I seem to remember after being interviewed on the phone that I thought the result would be a standard spin piece. The author seemed to find it hard to believe that my critical comments could be realistic. Why would they do that? sort of thing. The end result actually looks a bit like what good journalism perhaps should be - quoting everyone and letting the reader decide.

 

[Forbin]

This is a really excellent article. One way you can tell...

In the end, it took ten years. Jason and his colleagues called thousands of people at random and took them through a questionnaire of symptoms, eventually updating the official estimate of the number of people in the USA with CFS-ME from 20,000 to 800,000. (Due to population growth, estimates since have risen to 1 million in the USA and about 250,000 in the UK.)

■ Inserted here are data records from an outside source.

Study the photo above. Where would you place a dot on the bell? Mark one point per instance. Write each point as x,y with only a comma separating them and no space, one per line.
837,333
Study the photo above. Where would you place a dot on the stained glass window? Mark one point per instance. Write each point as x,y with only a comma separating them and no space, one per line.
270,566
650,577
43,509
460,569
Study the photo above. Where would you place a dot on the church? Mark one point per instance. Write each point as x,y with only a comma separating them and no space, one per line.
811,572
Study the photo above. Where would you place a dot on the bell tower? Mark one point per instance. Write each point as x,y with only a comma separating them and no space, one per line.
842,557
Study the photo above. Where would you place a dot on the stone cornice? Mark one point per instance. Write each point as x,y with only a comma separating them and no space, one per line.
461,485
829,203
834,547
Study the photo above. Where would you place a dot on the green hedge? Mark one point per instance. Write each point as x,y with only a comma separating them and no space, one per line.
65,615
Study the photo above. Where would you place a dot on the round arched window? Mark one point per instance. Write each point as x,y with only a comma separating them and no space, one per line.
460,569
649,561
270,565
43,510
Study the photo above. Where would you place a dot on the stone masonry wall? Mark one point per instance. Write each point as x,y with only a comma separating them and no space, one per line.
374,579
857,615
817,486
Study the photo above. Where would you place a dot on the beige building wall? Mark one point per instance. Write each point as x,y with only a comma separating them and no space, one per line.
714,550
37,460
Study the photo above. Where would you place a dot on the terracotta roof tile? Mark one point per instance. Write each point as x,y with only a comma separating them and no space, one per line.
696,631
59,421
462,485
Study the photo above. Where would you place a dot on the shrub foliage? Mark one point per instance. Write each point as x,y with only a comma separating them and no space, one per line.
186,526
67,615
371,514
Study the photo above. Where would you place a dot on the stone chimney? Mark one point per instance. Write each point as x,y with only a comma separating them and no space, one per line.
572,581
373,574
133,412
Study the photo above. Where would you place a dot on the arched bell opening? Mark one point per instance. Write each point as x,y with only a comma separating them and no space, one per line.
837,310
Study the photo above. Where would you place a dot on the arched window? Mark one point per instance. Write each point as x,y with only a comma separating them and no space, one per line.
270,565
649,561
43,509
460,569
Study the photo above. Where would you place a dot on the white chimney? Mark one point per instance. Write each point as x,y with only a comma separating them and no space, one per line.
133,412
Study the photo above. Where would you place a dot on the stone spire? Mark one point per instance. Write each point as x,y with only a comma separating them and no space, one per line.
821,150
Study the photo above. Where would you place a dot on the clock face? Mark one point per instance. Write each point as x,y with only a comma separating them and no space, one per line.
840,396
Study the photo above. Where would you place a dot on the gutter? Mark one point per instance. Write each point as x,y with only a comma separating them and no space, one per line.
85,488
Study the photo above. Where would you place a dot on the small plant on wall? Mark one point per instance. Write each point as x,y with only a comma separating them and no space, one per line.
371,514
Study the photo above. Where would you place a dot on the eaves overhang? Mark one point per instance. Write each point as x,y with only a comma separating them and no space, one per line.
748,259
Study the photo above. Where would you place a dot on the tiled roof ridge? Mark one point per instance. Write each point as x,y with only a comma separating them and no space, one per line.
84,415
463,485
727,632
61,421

Almost no one gets this detail right, even the official agencies. In 1999 Leonard Jason estimated the number of adult US case at 836,011, but this was based on population data from 1997, 21 years ago.

The adult (18+) US population in July 2016 was 251,455,205. Using Jason's prevalence rate of .422%, that translates to 1,061,141 cases by mid 2016; an increase of 225,00 cases (↑ 27%) since 1997. This assumes the prevalence rate has remained constant over time.

 

[Lucibee]

Mosaic (Wellcome Trust) seem to be promoting this article again on their Twitter feed for some reason...

 

[Esther12]

Mosaic (Wellcome Trust) seem to be promoting this article again on their Twitter feed for some reason...

They are heavily linked to the SMC. They sometimes seem to play that down in relation to CFS, but I think that there are quite a few hints that they're stuffed full with SMC style prejudices.

 

[chrisb]

Mosaic (Wellcome Trust) seem to be promoting this article again on their Twitter feed for some reason...

Do you think they have not heard about the delay in publication of "the article"?